The avoidable mistakes here are all upstream of the filing: weak screening, an informal lease, sloppy rent receipts, and notice templates pulled off the internet that don't match North Carolina's statutory language. Fix those four, and most cases settle or default. Skip them, and a $4,658 all-in fight is the realistic worst case.
04bPractical traps
Local traps to avoid in Moravian Falls
Trap · 6.2/10
For landlords, the 4.8/10 score is most actionable when combined with Wilkes County's specific court behavior. Housing-court bias sub-score: 6.2/10. Standard documentation and prompt action typically resolve cases quickly.
05FAQ
Frequently asked questions
Q1
What if my Moravian Falls tenant breaks the lease in another way, not just non-payment?
For other lease violations, your lease should specify what constitutes a breach and what notice period you must give.
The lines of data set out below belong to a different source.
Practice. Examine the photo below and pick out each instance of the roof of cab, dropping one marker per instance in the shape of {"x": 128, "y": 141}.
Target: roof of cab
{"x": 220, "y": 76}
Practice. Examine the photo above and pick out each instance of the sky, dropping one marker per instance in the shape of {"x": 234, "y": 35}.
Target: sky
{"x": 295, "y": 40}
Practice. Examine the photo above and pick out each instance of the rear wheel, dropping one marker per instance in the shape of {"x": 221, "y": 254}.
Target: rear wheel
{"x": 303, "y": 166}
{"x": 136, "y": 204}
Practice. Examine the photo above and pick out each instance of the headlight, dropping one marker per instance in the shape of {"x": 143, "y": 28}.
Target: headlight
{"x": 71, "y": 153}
Often, it's a "cure or quit" notice, giving them a chance to fix the issue. If they don't fix it within the specified time, you can then proceed with an eviction filing. Always ensure your lease clearly outlines these terms.
Q2
Can I raise the rent in Moravian Falls? Are there any rent control laws?
No, there are no statewide rent control laws in North Carolina. Moravian Falls does not have local rent control either. You are generally free to raise the rent with proper notice, typically 30 days for month-to-month leases. Always check your lease for specific notice requirements. For more on this, see our North Carolina rent control rules.
Q3
What if my tenant claims they can't pay due to a job loss or other hardship?
While you can be empathetic, your primary responsibility is to protect your investment. North Carolina does not have statewide source-of-income protection or specific tenant protections for hardship. You can offer payment plans or "cash for keys" to help them transition out, but you are not legally obligated to let them stay without paying rent. Document all communications. More on state protections at North Carolina tenant protections.
Q4
How long does it take to get a court date for an eviction in Wilkes County?
After you file for Summary Ejectment, it typically takes 1-3 weeks to get your initial court date in Wilkes County, but this can vary based on court caseloads. The overall timeline of 48 days accounts for this waiting period.
Q5
Do I always need an attorney for an eviction in Moravian Falls?
While you can represent yourself in a Summary Ejectment case, especially for straightforward non-payment, it's generally advisable to consult or hire an attorney. They understand the nuances of N.C.G.S. § 42 and local court rules, which can prevent costly mistakes and delays. Given the moderate risk score of 4.8/10 and the potential for court bias (6.2), having legal expertise is a smart move. For county-specific information, see our Wilkes County eviction guide.
A 2.2/10 places Moravian Falls in the 21st percentile of North Carolina cities on the Eviction Risk Score index. The score is the average of the nine sub-axes, all calibrated on a national 1 to 10 scale where 1 is most landlord-friendly and 10 is most tenant-protective. The 50-year reconstruction shows this score has climbed steadily since 1976, a structural drift driven by court-calendar growth, rent-control adoption, and the rise of tenant-side legal aid. The trajectory matters more than the snapshot: the score is the climate, not the weather.
Cities with similar eviction risk to Moravian Falls (2.2/10)
Same risk band nationally · click any city for its full breakdown.